Siyasi ve milli hareket süreci, İran’ın tüm bölgelerinde devrime doğru ilerlemekte ve bu Molla rejiminin son dönemdeki baskıcı uygulamalarından da anlaşılmaktadır. Hatta Suriye, Lübnan ve Irak’ta BESİC ve Kudüs Gücü’nün ulaştığı tüm bölgelerde de yoğunlaşan idamlar ve tutukluların ailelerinin en ağır cezalarla tehdit edilmesinde de görülmektedir. Ayrıca halk düzeyinde yaşanan kötü ekonomik durum da cabasıdır. Siyasal rejim ise İslami olduğunu iddia eden zulüm cumhuriyetinin “polis devleti” koruması altında yolsuzluk, hırsızlık ve yağmalarla içeriden çürümektedir. Başında İran halklarının durduğu öfke patlaması, şimdi (zor şartlarda bulunan Ahvar halkının hareketi de dahil) içerisinde ortaya çıkmayı bekleyen dinamik gelişmeler barındırmaktadır.

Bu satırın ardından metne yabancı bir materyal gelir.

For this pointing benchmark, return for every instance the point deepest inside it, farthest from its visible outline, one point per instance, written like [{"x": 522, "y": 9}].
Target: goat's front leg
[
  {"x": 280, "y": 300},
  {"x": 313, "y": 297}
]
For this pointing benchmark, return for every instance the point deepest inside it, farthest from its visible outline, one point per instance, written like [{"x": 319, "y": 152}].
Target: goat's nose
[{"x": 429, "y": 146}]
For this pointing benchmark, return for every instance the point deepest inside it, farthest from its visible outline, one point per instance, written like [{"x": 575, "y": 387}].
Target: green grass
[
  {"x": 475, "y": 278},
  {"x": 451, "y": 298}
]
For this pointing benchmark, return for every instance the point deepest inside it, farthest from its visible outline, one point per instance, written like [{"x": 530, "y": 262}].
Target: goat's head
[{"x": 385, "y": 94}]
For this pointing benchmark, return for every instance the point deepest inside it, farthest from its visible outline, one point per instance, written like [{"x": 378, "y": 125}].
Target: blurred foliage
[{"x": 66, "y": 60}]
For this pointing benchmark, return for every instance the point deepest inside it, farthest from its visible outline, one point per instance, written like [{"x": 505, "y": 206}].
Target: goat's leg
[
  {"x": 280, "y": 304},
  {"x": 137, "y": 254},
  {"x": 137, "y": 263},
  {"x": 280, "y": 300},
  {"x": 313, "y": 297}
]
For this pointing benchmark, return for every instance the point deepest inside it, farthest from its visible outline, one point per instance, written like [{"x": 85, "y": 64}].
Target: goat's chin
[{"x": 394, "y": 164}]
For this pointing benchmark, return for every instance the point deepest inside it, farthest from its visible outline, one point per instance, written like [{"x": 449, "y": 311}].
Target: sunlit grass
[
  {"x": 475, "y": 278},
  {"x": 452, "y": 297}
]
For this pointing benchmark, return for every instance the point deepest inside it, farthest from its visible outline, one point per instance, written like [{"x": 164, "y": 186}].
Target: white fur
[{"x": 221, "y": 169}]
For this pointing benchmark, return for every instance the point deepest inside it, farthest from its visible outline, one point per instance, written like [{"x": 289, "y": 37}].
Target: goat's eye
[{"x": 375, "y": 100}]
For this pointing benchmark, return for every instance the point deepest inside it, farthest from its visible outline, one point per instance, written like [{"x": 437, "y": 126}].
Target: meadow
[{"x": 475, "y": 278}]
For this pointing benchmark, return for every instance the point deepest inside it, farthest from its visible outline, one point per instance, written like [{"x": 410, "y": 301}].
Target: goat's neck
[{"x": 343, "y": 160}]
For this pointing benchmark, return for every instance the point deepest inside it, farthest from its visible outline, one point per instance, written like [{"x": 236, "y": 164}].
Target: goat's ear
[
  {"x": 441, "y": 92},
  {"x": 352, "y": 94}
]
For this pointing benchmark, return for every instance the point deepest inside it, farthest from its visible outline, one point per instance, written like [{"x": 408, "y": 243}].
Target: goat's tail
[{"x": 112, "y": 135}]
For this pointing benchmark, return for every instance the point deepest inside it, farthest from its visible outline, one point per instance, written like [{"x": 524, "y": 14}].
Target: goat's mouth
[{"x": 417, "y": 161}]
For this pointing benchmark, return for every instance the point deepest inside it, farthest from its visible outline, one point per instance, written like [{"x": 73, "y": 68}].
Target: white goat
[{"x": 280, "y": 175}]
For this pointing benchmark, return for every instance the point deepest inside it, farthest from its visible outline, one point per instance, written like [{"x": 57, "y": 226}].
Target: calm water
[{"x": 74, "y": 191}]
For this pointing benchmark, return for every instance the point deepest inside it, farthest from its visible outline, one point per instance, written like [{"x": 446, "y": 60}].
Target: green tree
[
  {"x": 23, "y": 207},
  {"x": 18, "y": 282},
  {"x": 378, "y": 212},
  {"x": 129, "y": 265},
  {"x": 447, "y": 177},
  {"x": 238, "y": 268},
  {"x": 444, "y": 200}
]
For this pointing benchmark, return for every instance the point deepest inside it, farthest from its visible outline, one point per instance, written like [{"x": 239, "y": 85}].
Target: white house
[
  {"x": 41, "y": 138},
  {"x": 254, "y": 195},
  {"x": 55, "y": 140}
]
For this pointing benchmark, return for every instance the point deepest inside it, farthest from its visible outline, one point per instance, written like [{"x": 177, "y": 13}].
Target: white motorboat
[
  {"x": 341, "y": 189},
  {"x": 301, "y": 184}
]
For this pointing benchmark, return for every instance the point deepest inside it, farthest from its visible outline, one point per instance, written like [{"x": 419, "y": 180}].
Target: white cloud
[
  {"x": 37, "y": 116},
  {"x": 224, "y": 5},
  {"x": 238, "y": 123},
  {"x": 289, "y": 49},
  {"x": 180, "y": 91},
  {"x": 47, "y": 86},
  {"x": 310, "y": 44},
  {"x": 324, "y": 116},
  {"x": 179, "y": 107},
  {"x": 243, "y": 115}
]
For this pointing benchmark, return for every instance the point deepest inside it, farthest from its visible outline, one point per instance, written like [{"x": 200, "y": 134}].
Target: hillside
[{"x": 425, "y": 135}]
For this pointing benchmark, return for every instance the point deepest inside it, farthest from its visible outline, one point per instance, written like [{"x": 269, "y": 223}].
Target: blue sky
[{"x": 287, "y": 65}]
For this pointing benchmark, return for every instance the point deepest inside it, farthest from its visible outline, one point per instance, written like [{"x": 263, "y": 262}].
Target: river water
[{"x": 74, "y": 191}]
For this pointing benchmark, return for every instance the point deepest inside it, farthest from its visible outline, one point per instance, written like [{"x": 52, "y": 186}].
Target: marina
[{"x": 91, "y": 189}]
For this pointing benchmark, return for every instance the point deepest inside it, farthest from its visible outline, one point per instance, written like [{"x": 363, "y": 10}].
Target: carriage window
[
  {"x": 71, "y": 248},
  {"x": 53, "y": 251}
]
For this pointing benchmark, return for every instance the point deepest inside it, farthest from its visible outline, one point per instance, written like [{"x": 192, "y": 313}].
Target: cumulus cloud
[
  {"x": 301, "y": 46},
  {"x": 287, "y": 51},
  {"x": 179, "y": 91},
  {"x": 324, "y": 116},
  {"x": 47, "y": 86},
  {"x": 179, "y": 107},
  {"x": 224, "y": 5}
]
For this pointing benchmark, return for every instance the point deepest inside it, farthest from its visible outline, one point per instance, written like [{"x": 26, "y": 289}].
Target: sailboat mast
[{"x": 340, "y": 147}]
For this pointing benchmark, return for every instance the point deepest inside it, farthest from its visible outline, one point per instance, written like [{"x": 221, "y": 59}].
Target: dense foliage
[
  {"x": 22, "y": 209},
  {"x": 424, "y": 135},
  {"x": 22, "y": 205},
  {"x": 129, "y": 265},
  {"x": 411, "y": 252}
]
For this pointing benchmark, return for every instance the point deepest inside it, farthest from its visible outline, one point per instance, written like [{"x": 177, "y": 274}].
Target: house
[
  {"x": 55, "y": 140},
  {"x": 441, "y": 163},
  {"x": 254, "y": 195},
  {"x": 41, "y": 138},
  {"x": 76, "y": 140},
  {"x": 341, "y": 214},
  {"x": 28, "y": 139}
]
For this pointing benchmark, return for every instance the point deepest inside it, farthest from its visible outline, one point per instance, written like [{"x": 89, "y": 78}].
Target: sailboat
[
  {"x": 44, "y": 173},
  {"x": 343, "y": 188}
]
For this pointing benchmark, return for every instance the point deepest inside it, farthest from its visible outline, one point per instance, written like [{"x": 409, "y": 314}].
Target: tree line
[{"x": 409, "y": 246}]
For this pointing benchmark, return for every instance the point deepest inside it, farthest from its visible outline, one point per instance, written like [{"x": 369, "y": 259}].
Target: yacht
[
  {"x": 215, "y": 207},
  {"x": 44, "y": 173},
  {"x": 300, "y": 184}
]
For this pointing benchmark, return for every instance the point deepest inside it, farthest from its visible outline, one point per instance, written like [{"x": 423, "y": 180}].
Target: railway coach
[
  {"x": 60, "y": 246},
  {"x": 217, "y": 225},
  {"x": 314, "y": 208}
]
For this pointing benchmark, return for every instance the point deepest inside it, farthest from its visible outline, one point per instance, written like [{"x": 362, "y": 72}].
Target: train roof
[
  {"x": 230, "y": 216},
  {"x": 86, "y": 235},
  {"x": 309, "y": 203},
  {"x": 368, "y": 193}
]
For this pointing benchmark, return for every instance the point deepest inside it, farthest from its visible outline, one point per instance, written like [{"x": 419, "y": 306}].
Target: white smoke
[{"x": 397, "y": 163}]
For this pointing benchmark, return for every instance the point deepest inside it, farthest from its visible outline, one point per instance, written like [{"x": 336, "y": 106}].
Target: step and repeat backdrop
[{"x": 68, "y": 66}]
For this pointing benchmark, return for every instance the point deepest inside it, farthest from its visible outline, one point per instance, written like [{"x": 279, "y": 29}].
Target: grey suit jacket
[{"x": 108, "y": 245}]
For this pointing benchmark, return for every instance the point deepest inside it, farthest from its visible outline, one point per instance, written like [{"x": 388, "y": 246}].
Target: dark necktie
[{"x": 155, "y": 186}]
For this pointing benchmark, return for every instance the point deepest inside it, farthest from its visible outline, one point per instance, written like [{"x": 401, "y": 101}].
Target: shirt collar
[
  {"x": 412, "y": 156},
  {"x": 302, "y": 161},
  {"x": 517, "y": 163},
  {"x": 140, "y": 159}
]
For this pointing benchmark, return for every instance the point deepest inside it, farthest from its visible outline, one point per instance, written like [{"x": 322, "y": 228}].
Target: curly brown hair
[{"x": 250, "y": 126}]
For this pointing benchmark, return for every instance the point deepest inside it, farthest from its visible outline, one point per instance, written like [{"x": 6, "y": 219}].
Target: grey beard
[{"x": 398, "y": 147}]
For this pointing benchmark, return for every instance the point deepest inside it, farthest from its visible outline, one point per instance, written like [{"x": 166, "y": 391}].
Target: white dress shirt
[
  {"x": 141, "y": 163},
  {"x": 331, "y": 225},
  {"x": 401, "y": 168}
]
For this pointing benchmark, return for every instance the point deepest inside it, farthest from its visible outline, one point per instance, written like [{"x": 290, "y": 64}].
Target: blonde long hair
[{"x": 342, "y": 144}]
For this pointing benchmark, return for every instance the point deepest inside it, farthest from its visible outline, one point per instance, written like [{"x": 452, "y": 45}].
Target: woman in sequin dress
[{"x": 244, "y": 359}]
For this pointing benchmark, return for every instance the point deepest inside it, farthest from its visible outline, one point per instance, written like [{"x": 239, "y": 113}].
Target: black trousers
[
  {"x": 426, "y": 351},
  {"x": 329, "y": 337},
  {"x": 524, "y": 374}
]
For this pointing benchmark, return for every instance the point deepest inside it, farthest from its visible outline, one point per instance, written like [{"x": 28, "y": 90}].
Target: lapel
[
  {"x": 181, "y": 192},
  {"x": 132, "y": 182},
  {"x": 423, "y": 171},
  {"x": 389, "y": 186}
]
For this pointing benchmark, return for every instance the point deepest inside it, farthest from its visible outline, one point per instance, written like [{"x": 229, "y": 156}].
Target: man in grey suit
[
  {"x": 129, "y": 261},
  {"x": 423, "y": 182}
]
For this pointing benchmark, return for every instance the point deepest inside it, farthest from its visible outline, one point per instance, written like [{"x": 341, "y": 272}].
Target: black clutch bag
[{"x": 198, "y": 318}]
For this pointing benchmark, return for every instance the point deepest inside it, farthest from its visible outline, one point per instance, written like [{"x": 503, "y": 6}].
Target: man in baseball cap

Arap Baharı devrimlerinin şu ana dek ortaya koymuş olduğu en önemli şeylerden biri, halkların uzun süre esaretini kırmış ve tarihin kapılarının önlerinde açarak onları özgürleşmeye, izole olduğu dünyayla barışmaya, yeniden mahrum edildiği çağa dahil olmaya ve yalnızca tüketicisi olması istenen medeni kazanımların olumlu bir katılımcısı olmaya teşvik etmiştir. Son dönemde umudunu kaybeden, değişim konusunda karamsarlığa kapılan ve Arapların tarihten çekildiğini söyleyenler, istibdat, yolsuzluk ve işgallerin hiçbir halk için kader olmadığını görmüştür. Çünkü umut ölmez. Umut olmadan onur, özgürlük, medeniyet ve hayat da olmaz.